The way of Jesus is thus not a set of beliefs about Jesus. That people ever thought it was is strange, when we think about it—as if one entered new life by believing certain things to be true, or as if the only people who can be saved are those who know the word “Jesus.” Thinking that way virtually amounts to salvation by syllables.
Rather, the way of Jesus is the way of death and resurrection—the path of transition and transformation from an old way of being to a new way of being. To use the language of incarnation that is so central to John, Jesus incarnates the way. Incarnation means embodiment. Jesus is what the way embodied in a human life looks like. (from Borg’s, Reading Bible for First Time).
To follow Jesus is the daily challenge to be more fully human.
Over several days at my desk (doing the study thing!), I stared at the prior sentence and the blank, digital wilderness that loomed underneath. What could I write next? How can I authentically tell anyone that I follow Jesus, let alone how to follow Jesus’ way?

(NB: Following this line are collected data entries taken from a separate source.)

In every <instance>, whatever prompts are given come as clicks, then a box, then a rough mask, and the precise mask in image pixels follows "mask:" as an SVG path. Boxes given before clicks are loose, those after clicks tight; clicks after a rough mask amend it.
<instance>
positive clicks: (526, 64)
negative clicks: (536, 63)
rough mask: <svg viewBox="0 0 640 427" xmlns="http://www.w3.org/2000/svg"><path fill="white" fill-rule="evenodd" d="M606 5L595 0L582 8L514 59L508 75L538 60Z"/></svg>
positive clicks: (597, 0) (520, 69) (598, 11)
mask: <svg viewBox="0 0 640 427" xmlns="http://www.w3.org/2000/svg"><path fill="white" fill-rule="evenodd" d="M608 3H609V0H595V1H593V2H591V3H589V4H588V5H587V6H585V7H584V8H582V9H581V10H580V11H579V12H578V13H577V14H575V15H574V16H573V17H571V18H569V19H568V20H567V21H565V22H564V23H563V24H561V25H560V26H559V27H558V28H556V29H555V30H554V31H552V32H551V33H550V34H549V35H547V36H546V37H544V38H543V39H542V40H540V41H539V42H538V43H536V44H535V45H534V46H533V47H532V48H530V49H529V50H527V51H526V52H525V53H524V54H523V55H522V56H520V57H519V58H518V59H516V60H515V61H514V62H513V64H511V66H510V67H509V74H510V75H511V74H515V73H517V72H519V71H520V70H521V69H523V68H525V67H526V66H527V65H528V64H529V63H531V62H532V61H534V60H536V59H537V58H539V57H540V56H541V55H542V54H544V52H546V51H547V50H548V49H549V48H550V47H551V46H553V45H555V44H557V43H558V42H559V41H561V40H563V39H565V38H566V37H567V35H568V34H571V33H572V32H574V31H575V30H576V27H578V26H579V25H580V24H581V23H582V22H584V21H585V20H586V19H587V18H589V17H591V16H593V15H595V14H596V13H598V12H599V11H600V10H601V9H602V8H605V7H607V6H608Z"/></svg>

I know myself. I am selfish, lazy, biased, hypocritical, arrogant, indecisive, and sanctimonious. How can I follow if I’m so hollow? How dare I suggest to any other—indeed, to you reading this—that I know one thing about following Jesus?
And yet I believe one thing, especially with Lent’s journey orienting me toward Easter, toward incarnation, toward words becoming flesh, toward the risk of being more fully human. I believe there are myriad ways of following Jesus.
So, then, are all of those ways acceptable? Since I have learned much from other faith traditions, and also recognize the wide diversity of “tribes” within Christianity, I faithfully hesitate to rank or dismiss how others experience the Holy.
At many of the churches I served, I took groups on backpacks. The hikes included first-timers and trail veterans, middle-school students and seventy-something retirees. Though trekking along the same mountain path, each person had a distinctive pace. Some were slow, some fast. There were chatty ones and silent ones, photographers dawdling to “capture” wildflowers and those maintaining a steady rhythm. Regardless of hiking speed, I required everyone to wait at trail junctions. It provided time to check-in. It kept a group together. Occasionally my “rule” was ignored. Once, a grandfather and his ten-year old grandson hiked with other church members. Maybe trying to impress his grandson with his physical prowess or just enjoying time with the kid, they strode past a spot where multiple trails crisscrossed a ridge. My wife, accompanying me on that trip, dropped her pack and raced to catch them before they became lost in the woods.
Whether innocently or intentionally, it is seductive to see the world only through my eyes. When we follow with others, we are in relationship with those others. For Christ’s sake, becoming more fully human involves valuing every other human.
In this Sunday’s Gospel verses, the disciple Peter sought to “correct” Jesus, to disagree with Jesus’ path of suffering. Jesus accused Peter of thinking human thoughts rather than God’s thoughts. Peter wanted Jesus to serve God by following a way Peter preferred; I think Peter wanted Jesus to be just like Peter.
Lent, always more personal than seasonal, invites me to follow Jesus’ way, to discern where my particular path will strengthen my faith while respecting other paths.